The “green rush” has started to flourish as marijuana becomes more legal with each piece of legislation. A problem still remains however; there is an abundance of rules and fees.

Several studies have projected California will reach $6 billion in marijuana sales by 2025. And though the challenges of starting a business aren’t ideal, there are those looking for other avenues to pursue their greener interests.

Mark Hersman and Nick Portolese are just two of the aspiring entrepreneurs looking to break into the industry. Having met at church 10 years ago, their bond over sports has now led them to attempt to build a successful marijuana business in Alameda, California.

The town has reserved certain parts for potential cannabis businesses. Alameda has also enacted legislation that will permit two medical dispensaries. The two men hope to be one of them, and would plan to open it next summer, with the appropriate name, Portman Enterprises.

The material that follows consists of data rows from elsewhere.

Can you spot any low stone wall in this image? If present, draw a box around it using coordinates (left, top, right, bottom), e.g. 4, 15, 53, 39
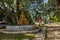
6, 25, 36, 31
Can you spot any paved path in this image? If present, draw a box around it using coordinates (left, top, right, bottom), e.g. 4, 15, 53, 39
47, 26, 60, 40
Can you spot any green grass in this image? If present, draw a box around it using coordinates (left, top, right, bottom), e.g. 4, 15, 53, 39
0, 33, 36, 40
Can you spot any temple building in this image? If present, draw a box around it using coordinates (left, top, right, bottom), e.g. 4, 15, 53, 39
18, 10, 29, 25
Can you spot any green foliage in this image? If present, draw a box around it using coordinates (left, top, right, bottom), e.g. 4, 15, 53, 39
7, 0, 14, 4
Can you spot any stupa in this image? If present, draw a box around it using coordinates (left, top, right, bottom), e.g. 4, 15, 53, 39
18, 9, 29, 25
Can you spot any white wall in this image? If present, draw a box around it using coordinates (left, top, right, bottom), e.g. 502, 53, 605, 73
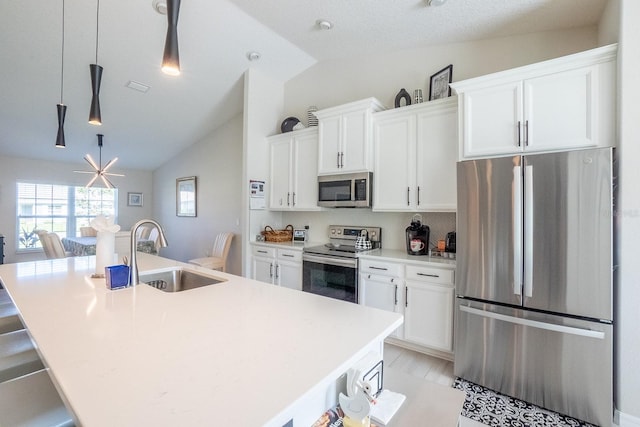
152, 115, 245, 274
0, 155, 153, 263
603, 0, 640, 427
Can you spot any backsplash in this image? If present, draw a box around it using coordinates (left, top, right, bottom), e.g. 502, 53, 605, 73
275, 209, 456, 250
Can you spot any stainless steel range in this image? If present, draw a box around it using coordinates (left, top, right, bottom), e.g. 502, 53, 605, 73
302, 225, 382, 303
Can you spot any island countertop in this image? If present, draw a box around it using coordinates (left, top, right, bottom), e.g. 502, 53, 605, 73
0, 253, 402, 427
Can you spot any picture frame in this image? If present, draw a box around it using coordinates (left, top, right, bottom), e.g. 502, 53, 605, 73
176, 176, 198, 217
127, 192, 144, 207
429, 64, 453, 101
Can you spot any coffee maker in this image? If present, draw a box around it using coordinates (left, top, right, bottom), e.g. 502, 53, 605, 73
405, 214, 429, 255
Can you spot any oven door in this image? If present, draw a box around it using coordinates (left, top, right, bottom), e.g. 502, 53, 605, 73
302, 254, 358, 303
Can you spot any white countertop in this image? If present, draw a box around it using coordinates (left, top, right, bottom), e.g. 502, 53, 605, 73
0, 253, 402, 427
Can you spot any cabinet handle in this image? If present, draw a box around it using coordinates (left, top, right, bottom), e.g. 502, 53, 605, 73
418, 273, 440, 277
393, 285, 398, 305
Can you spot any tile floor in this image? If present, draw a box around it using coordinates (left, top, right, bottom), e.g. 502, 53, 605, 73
384, 343, 486, 427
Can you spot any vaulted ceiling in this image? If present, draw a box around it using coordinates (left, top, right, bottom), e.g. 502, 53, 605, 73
0, 0, 607, 170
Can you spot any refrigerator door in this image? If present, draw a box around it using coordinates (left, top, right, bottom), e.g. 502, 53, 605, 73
456, 156, 523, 305
454, 298, 613, 426
523, 148, 613, 320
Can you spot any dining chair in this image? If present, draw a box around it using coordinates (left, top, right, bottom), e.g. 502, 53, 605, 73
189, 233, 233, 272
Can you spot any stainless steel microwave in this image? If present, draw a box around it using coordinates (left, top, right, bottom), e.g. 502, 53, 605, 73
318, 172, 373, 208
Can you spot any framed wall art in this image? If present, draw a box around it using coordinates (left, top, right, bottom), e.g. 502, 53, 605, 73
429, 64, 453, 101
176, 176, 198, 216
127, 193, 143, 207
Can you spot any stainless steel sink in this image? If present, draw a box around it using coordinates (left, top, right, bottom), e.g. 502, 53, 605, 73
140, 267, 226, 292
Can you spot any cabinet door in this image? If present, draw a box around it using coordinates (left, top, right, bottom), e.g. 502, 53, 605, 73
358, 274, 402, 338
340, 110, 371, 172
418, 103, 458, 212
462, 81, 524, 157
373, 114, 418, 211
524, 65, 599, 151
318, 116, 342, 175
269, 136, 292, 209
276, 261, 302, 291
292, 132, 320, 210
251, 256, 275, 283
404, 280, 454, 351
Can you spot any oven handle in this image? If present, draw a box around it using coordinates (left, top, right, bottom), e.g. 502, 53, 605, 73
302, 253, 358, 268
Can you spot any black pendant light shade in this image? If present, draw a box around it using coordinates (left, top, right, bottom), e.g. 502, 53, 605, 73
162, 0, 180, 76
56, 104, 67, 148
89, 64, 102, 125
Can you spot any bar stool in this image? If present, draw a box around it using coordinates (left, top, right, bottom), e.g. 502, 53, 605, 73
0, 329, 44, 382
0, 369, 74, 427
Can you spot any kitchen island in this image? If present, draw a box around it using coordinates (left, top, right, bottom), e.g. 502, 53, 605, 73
0, 253, 402, 427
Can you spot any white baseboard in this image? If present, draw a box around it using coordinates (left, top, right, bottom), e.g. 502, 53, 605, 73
614, 409, 640, 427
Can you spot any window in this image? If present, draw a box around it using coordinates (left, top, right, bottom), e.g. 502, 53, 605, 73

Mark and Nick have also expressed an interest in opening a cannabis friendly social club with a country club atmosphere and entertainment, where monthly memberships would allow members to enjoy recreational cannabis.
Their reasoning for pursuing this business lies in both Nick’s remembrance of his parent’s suffering with cancer, and Mark’s deduction that those interested in cannabis don’t have a strong grasp on the business side. He states, “They have tremendous experience and technical skills in growing the plant and proper nutrition, fertilization, hydration techniques and that sort of thing…but they don’t know a lot about running a business — meeting payroll, regulation, audits and taxes, etc.”

The trouble for the duo lies in the expenses. Together, the total investment for both businesses is close to $8-$9 million. They have put $100,000 of their own money into research and development alone, and plan on conducting a capital raise and looking for investors. The problem has been shown to be the actual real estate for the business. Landlords are more restrictive on leasing to marijuana businesses and federal banks can pull loans on the building.

Sharon Golden, a business consultant and founder of the Alameda Island Cannabis Community, warns against the belief of getting rich quick. She explains for places like dispensaries, edibles, farms, and testing sites, that licenses and permits are pricey. Taxes are another issue, with 15% sales tax going toward adult use and adding the local 9.25% sales tax, costing the consumer 25% in sales tax.

Yet there’s room in the business for non-selling purposes, which Nate and Krystle Cameron plan on investing in. After opening Them People Productions, that provides safe social spaces for people of color, they now plan on creating events that allow the use of recreational marijuana. The effort comes from the understanding that people of color are more persecuted for their cannabis use. Their strategy is to find a venue, sometimes as a partner for the event, and pay the artists they hire from ticket sales. Krystle states the most they’ve personally spent is $1500.

Hopefully the stigma of marijuana will change to allow cannabis companies to have an easier foot in the door. Until then, those that are already investing are proving to be valuable allies in the fight for federal legalization.